If you include tvfm.h instead of tv.h in tv.cpp and use_tv.cpp, the resulting program behaves the same as the original. The difference is that just one Remote method—instead of all the Remote methods—is a friend to the Tv class. Figure 15.1 illustrates this difference.

Figure 15.1. Class friends versus class member friends.

Recall that inline functions have internal linkage, which means the function definition must be in the file that uses the function. Here, the inline definitions are in the header file, so including the header file in the file that uses the definitions places the definition in the right place. You could place the definitions in the implementation file instead, provided that you remove the inline keyword, thus giving the functions external linkage.

By the way, making the entire Remote class a friend doesn’t need a forward declaration because the friend statement itself identifies Remote as a class:

friend class Remote;

Other Friendly Relationships

Other combinations of friends and classes besides the ones discussed so far in this chapter are possible. Let’s take a brief look at some of them now.

Suppose the advance of technology brings interactive remote controls. For example, an interactive remote control unit might let you enter a response to some question posed on a television program, and the television might activate a buzzer in your remote control if your response is wrong. Ignoring the possibility of television using such facilities to program the viewers, let’s just look at the C++ programming aspects. The new setup would benefit from mutual friendship, with some Remote methods being able to affect a Tv object, as before, and with some Tv methods being able to affect a Remote object. This can be accomplished by making the classes friends to each other. That is, Tv will be a friend to Remote in addition to Remote being a friend to Tv. One point to keep in mind is that a Tv method that uses a Remote object can be prototyped before the Remote class declaration but must be defined after the declaration so that the compiler will have enough information to compile the method. The setup would look like this:

class Tv

{

friend class Remote;

public:

    void buzz(Remote & r);

    ...

};

class Remote

{

friend class Tv;

public:

    void Bool volup(Tv & t) { t.volup(); }

    ...

};

inline void Tv::buzz(Remote & r)

{

   ...

}

Because the Remote declaration follows the Tv declaration, Remote::volup() can be defined in the class declaration. However, the Tv::buzz() method has to be defined outside the Tv declaration so that the definition can follow the Remote declaration. If you don’t want buzz() to be inline, you need to define it in a separate method definitions file.

Shared Friends

Another use for friends is when a function needs to access private data in two separate classes. Logically, such a function should be a member function of each class, but that’s impossible. It could be a member of one class and a friend to the other, but sometimes it’s more reasonable to make the function a friend to both. Suppose, for example, that you have a Probe class that represents some sort of programmable measuring device and an Analyzer class that represents some sort of programmable analyzing device.
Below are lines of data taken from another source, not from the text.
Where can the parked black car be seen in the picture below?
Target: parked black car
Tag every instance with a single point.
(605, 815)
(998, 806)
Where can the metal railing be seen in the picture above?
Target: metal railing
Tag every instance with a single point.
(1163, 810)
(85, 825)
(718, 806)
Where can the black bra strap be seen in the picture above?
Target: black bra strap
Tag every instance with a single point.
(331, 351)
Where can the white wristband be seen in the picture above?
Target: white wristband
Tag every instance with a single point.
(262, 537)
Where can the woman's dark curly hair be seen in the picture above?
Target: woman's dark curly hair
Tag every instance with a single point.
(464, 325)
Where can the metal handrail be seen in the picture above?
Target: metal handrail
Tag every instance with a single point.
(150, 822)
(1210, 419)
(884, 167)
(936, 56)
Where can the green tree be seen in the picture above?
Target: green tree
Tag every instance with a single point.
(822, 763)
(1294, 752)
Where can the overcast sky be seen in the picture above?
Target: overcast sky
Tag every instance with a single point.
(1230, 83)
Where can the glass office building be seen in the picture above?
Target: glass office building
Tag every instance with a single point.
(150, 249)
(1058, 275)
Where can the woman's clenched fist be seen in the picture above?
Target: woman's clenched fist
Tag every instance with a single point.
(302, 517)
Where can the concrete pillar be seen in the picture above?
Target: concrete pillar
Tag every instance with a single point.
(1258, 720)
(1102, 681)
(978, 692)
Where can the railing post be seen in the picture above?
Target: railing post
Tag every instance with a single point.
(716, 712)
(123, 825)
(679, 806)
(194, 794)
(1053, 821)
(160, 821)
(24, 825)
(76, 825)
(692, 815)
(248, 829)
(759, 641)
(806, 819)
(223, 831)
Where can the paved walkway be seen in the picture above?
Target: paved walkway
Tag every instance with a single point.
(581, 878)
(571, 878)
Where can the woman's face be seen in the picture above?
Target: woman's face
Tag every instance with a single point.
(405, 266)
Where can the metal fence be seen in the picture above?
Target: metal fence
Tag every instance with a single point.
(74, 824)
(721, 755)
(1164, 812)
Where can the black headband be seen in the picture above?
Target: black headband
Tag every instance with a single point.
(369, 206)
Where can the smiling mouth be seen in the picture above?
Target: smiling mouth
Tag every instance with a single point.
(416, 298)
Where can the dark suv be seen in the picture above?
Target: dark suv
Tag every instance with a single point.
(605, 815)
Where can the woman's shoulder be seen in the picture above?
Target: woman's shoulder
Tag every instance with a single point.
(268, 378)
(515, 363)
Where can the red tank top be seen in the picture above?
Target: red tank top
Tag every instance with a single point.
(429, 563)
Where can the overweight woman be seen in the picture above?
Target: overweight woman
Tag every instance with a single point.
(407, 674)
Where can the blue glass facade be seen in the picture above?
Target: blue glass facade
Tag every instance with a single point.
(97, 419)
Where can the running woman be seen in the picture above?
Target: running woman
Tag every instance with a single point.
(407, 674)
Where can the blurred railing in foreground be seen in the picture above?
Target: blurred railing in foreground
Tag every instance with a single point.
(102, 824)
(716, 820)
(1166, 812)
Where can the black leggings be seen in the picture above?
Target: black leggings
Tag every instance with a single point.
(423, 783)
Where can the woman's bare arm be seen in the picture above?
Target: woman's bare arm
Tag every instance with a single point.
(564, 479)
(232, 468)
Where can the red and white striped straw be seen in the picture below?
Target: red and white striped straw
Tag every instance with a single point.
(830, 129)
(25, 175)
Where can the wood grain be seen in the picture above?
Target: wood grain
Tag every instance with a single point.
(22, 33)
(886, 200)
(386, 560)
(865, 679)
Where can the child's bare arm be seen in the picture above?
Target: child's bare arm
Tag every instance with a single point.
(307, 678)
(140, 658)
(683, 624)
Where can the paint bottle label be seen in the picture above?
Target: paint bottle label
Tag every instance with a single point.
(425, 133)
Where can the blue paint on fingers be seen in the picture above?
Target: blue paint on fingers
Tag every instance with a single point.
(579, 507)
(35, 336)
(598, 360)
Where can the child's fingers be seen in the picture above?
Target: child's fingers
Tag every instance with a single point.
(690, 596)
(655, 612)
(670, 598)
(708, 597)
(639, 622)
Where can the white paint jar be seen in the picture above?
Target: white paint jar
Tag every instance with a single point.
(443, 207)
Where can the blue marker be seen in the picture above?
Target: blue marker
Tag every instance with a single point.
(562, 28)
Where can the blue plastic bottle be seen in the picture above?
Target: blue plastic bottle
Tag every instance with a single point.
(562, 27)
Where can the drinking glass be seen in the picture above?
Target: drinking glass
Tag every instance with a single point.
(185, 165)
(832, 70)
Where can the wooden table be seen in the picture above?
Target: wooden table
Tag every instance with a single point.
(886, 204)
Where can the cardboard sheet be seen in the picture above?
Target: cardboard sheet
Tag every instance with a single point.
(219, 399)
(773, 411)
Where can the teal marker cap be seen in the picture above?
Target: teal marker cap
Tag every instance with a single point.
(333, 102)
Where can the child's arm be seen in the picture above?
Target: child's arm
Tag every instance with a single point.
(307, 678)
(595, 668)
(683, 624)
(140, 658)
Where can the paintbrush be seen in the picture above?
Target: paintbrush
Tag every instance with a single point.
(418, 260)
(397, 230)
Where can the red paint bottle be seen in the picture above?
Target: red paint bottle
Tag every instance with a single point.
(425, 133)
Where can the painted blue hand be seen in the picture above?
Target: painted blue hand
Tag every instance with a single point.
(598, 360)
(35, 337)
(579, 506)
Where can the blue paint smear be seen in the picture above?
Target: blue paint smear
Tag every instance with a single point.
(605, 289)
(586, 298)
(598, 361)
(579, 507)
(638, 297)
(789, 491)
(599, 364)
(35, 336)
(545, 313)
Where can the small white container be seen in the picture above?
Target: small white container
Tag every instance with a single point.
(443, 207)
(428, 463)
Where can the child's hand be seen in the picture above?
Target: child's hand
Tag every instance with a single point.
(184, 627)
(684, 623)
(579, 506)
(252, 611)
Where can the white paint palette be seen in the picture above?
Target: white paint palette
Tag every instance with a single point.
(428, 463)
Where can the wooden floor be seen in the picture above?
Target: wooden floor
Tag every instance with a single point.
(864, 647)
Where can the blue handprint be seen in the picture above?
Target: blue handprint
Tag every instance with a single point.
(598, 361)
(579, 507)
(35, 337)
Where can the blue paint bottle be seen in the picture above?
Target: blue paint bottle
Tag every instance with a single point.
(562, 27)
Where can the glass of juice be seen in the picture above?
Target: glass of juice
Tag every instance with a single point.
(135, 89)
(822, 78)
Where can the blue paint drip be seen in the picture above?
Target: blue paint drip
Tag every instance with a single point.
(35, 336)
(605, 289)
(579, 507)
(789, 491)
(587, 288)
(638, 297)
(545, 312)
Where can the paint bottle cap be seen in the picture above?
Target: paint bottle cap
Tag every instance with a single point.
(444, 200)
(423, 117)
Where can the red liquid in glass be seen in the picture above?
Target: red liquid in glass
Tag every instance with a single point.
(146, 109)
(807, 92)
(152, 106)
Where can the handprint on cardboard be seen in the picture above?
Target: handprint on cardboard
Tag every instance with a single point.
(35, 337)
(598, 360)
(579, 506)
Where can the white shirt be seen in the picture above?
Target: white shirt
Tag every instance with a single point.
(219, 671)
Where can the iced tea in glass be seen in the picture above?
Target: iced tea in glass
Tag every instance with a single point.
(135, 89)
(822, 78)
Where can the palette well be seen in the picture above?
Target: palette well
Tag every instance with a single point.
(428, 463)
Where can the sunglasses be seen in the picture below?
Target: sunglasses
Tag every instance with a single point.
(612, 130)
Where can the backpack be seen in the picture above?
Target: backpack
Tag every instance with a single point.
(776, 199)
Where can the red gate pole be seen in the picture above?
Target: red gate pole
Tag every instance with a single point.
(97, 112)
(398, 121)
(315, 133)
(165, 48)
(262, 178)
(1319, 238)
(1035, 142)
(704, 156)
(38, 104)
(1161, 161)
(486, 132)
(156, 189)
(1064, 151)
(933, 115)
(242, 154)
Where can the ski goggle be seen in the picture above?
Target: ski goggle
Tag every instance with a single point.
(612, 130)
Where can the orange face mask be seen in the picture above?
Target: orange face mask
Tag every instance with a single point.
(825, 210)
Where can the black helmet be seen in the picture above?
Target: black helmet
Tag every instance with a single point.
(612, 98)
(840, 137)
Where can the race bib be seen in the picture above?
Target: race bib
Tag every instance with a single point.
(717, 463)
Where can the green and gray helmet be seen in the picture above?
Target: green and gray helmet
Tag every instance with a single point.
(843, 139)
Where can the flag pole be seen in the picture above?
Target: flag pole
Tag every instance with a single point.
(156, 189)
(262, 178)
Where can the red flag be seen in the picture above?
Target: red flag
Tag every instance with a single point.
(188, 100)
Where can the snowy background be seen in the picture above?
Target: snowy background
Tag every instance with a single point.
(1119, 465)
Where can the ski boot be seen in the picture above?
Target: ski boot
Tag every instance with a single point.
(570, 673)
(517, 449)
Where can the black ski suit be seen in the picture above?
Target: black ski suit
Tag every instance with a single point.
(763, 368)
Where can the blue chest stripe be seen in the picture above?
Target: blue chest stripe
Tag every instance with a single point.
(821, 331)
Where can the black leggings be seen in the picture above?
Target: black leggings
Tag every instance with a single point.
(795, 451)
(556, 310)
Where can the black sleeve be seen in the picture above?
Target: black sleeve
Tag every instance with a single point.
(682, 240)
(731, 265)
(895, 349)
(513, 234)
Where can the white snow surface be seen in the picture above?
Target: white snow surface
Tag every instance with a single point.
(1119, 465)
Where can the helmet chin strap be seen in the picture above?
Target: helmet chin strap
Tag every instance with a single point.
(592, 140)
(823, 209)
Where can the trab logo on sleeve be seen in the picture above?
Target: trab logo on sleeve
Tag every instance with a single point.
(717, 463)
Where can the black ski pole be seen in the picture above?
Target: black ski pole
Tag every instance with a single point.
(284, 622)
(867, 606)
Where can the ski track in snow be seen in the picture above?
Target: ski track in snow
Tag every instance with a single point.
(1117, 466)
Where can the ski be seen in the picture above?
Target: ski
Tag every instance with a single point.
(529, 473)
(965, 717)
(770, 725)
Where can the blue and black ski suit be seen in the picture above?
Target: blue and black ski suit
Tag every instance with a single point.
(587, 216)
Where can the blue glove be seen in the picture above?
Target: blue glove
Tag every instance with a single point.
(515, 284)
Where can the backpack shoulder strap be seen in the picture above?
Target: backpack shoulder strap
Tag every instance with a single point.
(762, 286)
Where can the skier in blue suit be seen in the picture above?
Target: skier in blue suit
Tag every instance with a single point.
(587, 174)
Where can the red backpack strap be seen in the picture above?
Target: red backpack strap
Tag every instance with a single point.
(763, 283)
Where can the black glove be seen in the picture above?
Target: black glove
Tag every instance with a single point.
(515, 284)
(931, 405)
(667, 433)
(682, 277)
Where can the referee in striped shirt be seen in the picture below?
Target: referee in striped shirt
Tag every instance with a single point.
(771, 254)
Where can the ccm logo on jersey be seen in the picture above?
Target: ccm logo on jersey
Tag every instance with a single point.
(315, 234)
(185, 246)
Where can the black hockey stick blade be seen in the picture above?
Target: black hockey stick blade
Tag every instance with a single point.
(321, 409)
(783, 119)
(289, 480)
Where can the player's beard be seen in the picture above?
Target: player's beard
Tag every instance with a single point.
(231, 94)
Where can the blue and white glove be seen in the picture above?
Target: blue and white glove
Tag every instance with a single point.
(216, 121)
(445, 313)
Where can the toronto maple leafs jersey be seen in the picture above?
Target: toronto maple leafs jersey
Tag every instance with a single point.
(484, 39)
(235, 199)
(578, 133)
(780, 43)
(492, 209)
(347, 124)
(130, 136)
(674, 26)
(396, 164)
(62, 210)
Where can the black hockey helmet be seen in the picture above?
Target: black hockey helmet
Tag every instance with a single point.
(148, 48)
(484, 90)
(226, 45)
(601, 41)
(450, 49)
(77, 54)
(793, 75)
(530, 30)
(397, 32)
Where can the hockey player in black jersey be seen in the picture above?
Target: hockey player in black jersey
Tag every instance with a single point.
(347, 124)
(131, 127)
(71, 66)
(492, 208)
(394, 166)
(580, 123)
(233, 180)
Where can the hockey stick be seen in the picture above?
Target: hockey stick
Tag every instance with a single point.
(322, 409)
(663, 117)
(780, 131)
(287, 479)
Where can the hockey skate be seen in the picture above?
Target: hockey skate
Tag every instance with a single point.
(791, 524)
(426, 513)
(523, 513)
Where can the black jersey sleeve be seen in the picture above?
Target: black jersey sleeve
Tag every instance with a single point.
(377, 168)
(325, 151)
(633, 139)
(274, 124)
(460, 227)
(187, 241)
Each has an internal clock, and you would like to be able to synchronize the two clocks. You could use something along the following lines:

class Analyzer;  // forward declaration

class Probe

{

    friend void sync(Analyzer & a, const Probe & p);  // sync a to p

    friend void sync(Probe & p, const Analyzer & a);  // sync p to a

    ...

};

class Analyzer

{

    friend void sync(Analyzer & a, const Probe & p);  // sync a to p

    friend void sync(Probe & p, const Analyzer & a);  // sync p to a

    ...

};

// define the friend functions

inline void sync(Analyzer & a, const Probe & p)

{

    ...

}

inline void sync(Probe & p, const Analyzer & a)

{

    ...

}

The forward declaration enables the compiler to know that Analyzer is a type when it reaches the friend declarations in the Probe class declaration.

Nested Classes

In C++, you can place a class declaration inside another class. The class declared within another is called a nested class, and it helps avoid name clutter by giving the new type class scope. Member functions of the class containing the declaration can create and use objects of the nested class. The outside world can use the nested class only if the declaration is in the public section and if you use the scope-resolution operator. (Older versions of C++ either don’t allow nested classes or implement the concept incompletely.)

Nesting classes is not the same as containment. Recall that containment means having a class object as a member of another class. Nesting a class, on the other hand, does not create a class member. Instead, it defines a type that is known just locally to the class that contains the nested class declaration.